Especialistas também acreditam que uma das explicações para comportamentos tão distintos sãos os hormônios. Algumas pesquisas apontam que a testosterona pode estar relacionada a um comportamento mais inconsequente. “Não temos provas, mas muitas pesquisas defendem que ela estimula o homem a ter comportamentos de risco. Temos trabalhos que mostram que a área de recompensa do cérebro, por exemplo, dispara mais nos homens quando o cigarro é consumido”, diz Victor Calil, neurocientista do Instituto Idor de Pesquisa, no Rio de Janeiro. “Mas, claro, que os fatores culturais também podem influenciar”, complementa.

Para Calil, entender melhor essas diferenças pode ser algo positivo para a área médica. “Hoje, ainda estamos compreendendo esses aspectos comportamentais e como nosso cérebro funciona. Com mais dados relativos a esse tipo de diferenças entre os gêneros, poderemos usá-los para aumentar a longevidade, por exemplo”, acredita.

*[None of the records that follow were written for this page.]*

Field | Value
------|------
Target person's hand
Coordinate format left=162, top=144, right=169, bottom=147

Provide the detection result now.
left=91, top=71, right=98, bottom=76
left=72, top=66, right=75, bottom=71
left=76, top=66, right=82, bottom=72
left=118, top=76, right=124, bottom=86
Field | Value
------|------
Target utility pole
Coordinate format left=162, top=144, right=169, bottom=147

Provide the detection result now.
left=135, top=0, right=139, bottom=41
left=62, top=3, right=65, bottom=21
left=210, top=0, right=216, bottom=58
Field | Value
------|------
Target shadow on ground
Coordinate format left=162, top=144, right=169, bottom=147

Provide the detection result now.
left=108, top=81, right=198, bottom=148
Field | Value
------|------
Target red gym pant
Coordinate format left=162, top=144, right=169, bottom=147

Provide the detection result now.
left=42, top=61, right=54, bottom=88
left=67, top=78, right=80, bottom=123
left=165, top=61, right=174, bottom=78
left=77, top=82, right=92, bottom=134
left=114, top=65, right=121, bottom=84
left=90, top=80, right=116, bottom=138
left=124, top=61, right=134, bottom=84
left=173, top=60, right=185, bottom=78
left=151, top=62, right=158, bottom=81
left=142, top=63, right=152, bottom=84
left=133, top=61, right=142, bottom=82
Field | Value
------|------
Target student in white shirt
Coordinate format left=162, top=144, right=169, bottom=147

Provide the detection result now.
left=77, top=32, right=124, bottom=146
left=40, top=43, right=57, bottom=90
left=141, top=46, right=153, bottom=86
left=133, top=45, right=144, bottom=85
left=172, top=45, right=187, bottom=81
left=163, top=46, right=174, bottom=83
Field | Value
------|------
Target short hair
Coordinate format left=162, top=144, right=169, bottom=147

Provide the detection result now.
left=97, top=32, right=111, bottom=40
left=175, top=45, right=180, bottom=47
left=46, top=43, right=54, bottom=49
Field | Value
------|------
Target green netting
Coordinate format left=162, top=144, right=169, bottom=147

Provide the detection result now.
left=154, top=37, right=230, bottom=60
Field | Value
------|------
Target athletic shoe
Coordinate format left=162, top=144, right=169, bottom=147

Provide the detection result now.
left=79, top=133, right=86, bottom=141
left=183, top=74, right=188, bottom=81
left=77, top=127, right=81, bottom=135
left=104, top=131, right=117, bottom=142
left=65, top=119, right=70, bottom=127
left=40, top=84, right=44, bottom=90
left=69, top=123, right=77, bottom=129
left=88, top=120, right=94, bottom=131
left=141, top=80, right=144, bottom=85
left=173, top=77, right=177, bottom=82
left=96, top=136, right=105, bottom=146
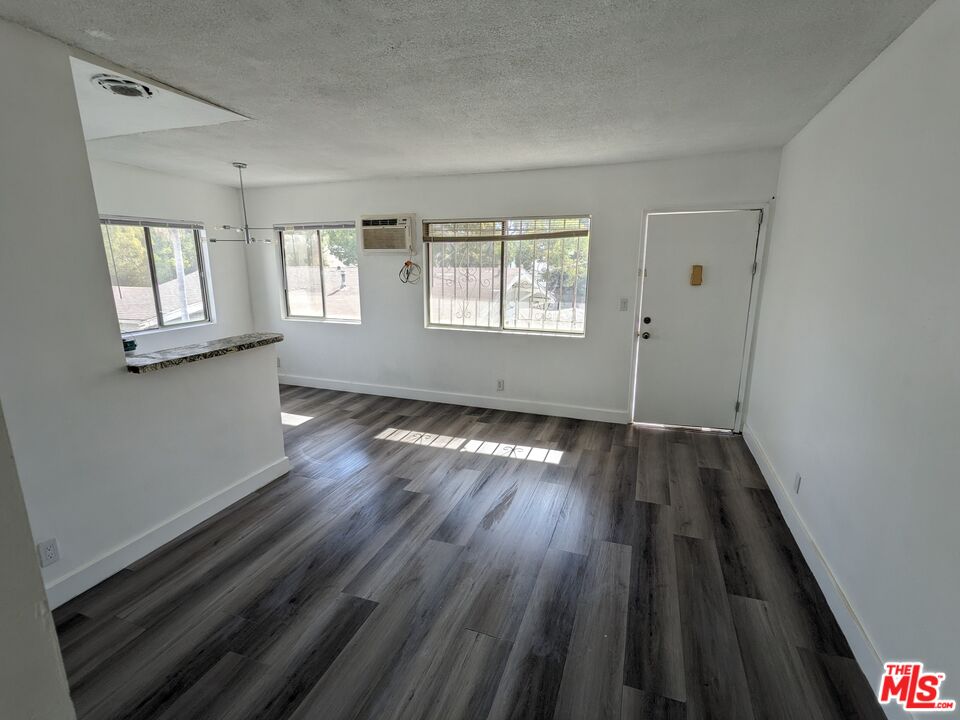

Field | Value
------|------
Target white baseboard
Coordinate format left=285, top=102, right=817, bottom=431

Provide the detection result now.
left=743, top=425, right=913, bottom=720
left=46, top=457, right=290, bottom=608
left=280, top=373, right=630, bottom=424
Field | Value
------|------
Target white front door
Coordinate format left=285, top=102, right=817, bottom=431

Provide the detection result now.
left=633, top=210, right=761, bottom=429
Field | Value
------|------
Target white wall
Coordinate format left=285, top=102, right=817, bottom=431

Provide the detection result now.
left=247, top=151, right=779, bottom=422
left=747, top=0, right=960, bottom=697
left=0, top=22, right=285, bottom=605
left=90, top=161, right=253, bottom=352
left=0, top=400, right=75, bottom=720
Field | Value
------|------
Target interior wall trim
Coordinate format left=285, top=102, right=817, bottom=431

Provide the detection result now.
left=743, top=424, right=915, bottom=720
left=280, top=373, right=630, bottom=424
left=46, top=456, right=290, bottom=608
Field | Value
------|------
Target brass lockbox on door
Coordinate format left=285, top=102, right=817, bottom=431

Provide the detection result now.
left=690, top=265, right=703, bottom=285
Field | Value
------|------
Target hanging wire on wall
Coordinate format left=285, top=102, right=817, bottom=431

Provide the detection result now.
left=400, top=258, right=422, bottom=285
left=208, top=162, right=273, bottom=245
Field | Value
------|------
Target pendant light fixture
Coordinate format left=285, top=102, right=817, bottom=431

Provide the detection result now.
left=207, top=162, right=273, bottom=245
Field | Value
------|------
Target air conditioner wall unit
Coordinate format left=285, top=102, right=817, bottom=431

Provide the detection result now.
left=360, top=213, right=417, bottom=253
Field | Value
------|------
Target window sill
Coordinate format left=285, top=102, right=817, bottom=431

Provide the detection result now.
left=283, top=315, right=363, bottom=325
left=424, top=323, right=587, bottom=340
left=120, top=320, right=216, bottom=338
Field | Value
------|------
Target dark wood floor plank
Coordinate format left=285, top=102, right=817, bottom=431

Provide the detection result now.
left=62, top=616, right=144, bottom=686
left=158, top=652, right=267, bottom=720
left=490, top=549, right=587, bottom=720
left=290, top=540, right=463, bottom=720
left=623, top=502, right=686, bottom=701
left=675, top=536, right=753, bottom=720
left=221, top=594, right=377, bottom=720
left=798, top=648, right=887, bottom=720
left=399, top=630, right=512, bottom=720
left=720, top=435, right=767, bottom=490
left=700, top=468, right=767, bottom=600
left=343, top=469, right=480, bottom=601
left=555, top=542, right=630, bottom=720
left=744, top=489, right=853, bottom=657
left=667, top=442, right=710, bottom=539
left=54, top=386, right=880, bottom=720
left=620, top=685, right=687, bottom=720
left=692, top=432, right=728, bottom=470
left=634, top=430, right=670, bottom=505
left=460, top=482, right=567, bottom=640
left=729, top=595, right=825, bottom=720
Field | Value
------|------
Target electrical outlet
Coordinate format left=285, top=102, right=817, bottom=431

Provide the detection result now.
left=37, top=538, right=60, bottom=567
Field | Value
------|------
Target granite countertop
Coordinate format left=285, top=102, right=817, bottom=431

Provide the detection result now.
left=127, top=333, right=283, bottom=375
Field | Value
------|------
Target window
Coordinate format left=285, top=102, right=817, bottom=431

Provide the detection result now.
left=423, top=217, right=590, bottom=335
left=100, top=218, right=210, bottom=333
left=277, top=222, right=360, bottom=320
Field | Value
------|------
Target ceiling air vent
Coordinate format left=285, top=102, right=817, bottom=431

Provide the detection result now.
left=90, top=73, right=153, bottom=99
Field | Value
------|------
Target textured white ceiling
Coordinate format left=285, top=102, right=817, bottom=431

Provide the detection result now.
left=0, top=0, right=932, bottom=185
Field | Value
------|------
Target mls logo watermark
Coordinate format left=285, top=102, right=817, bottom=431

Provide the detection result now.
left=879, top=662, right=957, bottom=712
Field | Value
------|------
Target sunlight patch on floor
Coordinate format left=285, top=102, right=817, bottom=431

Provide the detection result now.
left=377, top=428, right=563, bottom=465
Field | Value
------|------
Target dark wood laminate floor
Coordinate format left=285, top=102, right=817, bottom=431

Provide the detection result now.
left=55, top=386, right=883, bottom=720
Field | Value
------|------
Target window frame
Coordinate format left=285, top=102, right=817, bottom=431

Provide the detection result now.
left=100, top=215, right=214, bottom=337
left=273, top=220, right=363, bottom=325
left=421, top=213, right=593, bottom=339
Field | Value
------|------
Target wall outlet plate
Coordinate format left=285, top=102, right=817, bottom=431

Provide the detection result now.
left=37, top=538, right=60, bottom=567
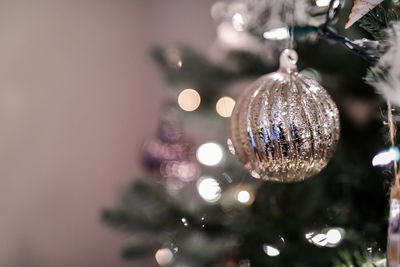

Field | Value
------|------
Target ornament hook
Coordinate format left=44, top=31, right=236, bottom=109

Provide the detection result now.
left=279, top=49, right=299, bottom=73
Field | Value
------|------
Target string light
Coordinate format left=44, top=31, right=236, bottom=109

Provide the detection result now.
left=196, top=142, right=224, bottom=166
left=263, top=27, right=290, bottom=40
left=215, top=96, right=235, bottom=118
left=326, top=228, right=342, bottom=245
left=263, top=245, right=280, bottom=257
left=315, top=0, right=331, bottom=7
left=235, top=189, right=254, bottom=205
left=305, top=227, right=345, bottom=247
left=232, top=13, right=244, bottom=32
left=155, top=248, right=174, bottom=266
left=372, top=146, right=400, bottom=166
left=178, top=88, right=201, bottom=111
left=197, top=176, right=221, bottom=202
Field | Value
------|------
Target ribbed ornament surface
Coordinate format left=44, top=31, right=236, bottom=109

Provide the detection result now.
left=229, top=49, right=340, bottom=182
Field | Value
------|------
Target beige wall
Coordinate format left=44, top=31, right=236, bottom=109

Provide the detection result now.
left=0, top=0, right=215, bottom=267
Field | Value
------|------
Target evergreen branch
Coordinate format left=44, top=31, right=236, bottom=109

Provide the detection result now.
left=359, top=5, right=400, bottom=40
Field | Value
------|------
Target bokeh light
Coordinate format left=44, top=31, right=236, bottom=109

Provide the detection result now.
left=197, top=176, right=221, bottom=202
left=315, top=0, right=331, bottom=7
left=263, top=245, right=280, bottom=257
left=232, top=13, right=244, bottom=32
left=263, top=27, right=290, bottom=40
left=372, top=146, right=400, bottom=166
left=155, top=248, right=174, bottom=266
left=196, top=142, right=224, bottom=166
left=216, top=96, right=235, bottom=118
left=236, top=190, right=252, bottom=204
left=305, top=227, right=345, bottom=247
left=326, top=228, right=342, bottom=245
left=178, top=88, right=201, bottom=111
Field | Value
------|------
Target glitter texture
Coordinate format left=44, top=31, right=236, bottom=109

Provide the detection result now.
left=229, top=49, right=340, bottom=182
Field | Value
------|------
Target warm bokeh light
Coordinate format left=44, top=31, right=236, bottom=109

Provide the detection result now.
left=263, top=27, right=290, bottom=40
left=236, top=190, right=251, bottom=204
left=215, top=96, right=235, bottom=118
left=326, top=228, right=342, bottom=245
left=178, top=88, right=201, bottom=111
left=305, top=227, right=345, bottom=247
left=197, top=177, right=221, bottom=202
left=196, top=142, right=224, bottom=166
left=315, top=0, right=331, bottom=7
left=155, top=248, right=174, bottom=266
left=372, top=147, right=400, bottom=166
left=311, top=234, right=328, bottom=247
left=232, top=13, right=244, bottom=31
left=263, top=245, right=280, bottom=257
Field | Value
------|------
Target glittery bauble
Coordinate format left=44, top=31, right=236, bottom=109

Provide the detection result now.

Pesquisas laboratoriais diversas já mostraram que o estrogênio, hormônio feminino, ajuda a reduzir o envelhecimento das células devido a um efeito antioxidante que proporciona ao organismo. “O estrogênio, hormônio feminino, tem diversas funções no organismo, como ação anti-inflamatória, osteoprotetora, neuroprotetora e cardiovascular”, explica Wanessa Stival, endocrinologista e metabologista do Instituto Castro e Santos (ICS), em Brasília.

Gordura

Apesar desses fatores protetivos, os hormônios também estão relacionados a uma série de problemas de saúde, tanto para homens quanto para mulheres. “A proporção de estradiol e testosterona no organismo direciona o acúmulo de gordura para áreas mais periféricas, como quadril e coxas, no caso das mulheres, ou abdominal/visceral, no caso dos homens”, ressalta a médica. “Esse acúmulo abdominal, além de ser altamente inflamatório, está intimamente relacionado a doenças crônicas, como hipertensão, diabetes, colesterol alterado e síndrome metabólica, muito mais comum em homens”, completa.

Para Stival, mudanças simples podem ajudar as mulheres a se preparar melhor para o envelhecimento. “Bons hábitos alimentares, combate ao estresse e atividade física sempre estiveram, e estarão, nas principais recomendações. Atualmente, a terapia de reposição hormonal feminina está muito mais segura e, quando bem indicada, pode melhorar muito a qualidade de vida e prolongar os efeitos benéficos do estradiol nessa fase da vida”, frisa.

A médica é otimista quanto ao futuro. Ela acredita que o envelhecimento feminino já ganhou e deve conquistar ainda mais aliados. “Estamos caminhando na direção de novos tratamentos. A tecnologia tem auxiliado muito com exames melhores, protocolos mais seguros e métodos e medicamentos que permitem prevenir diversas doenças da senilidade e garantir muito mais qualidade de vida”, diz.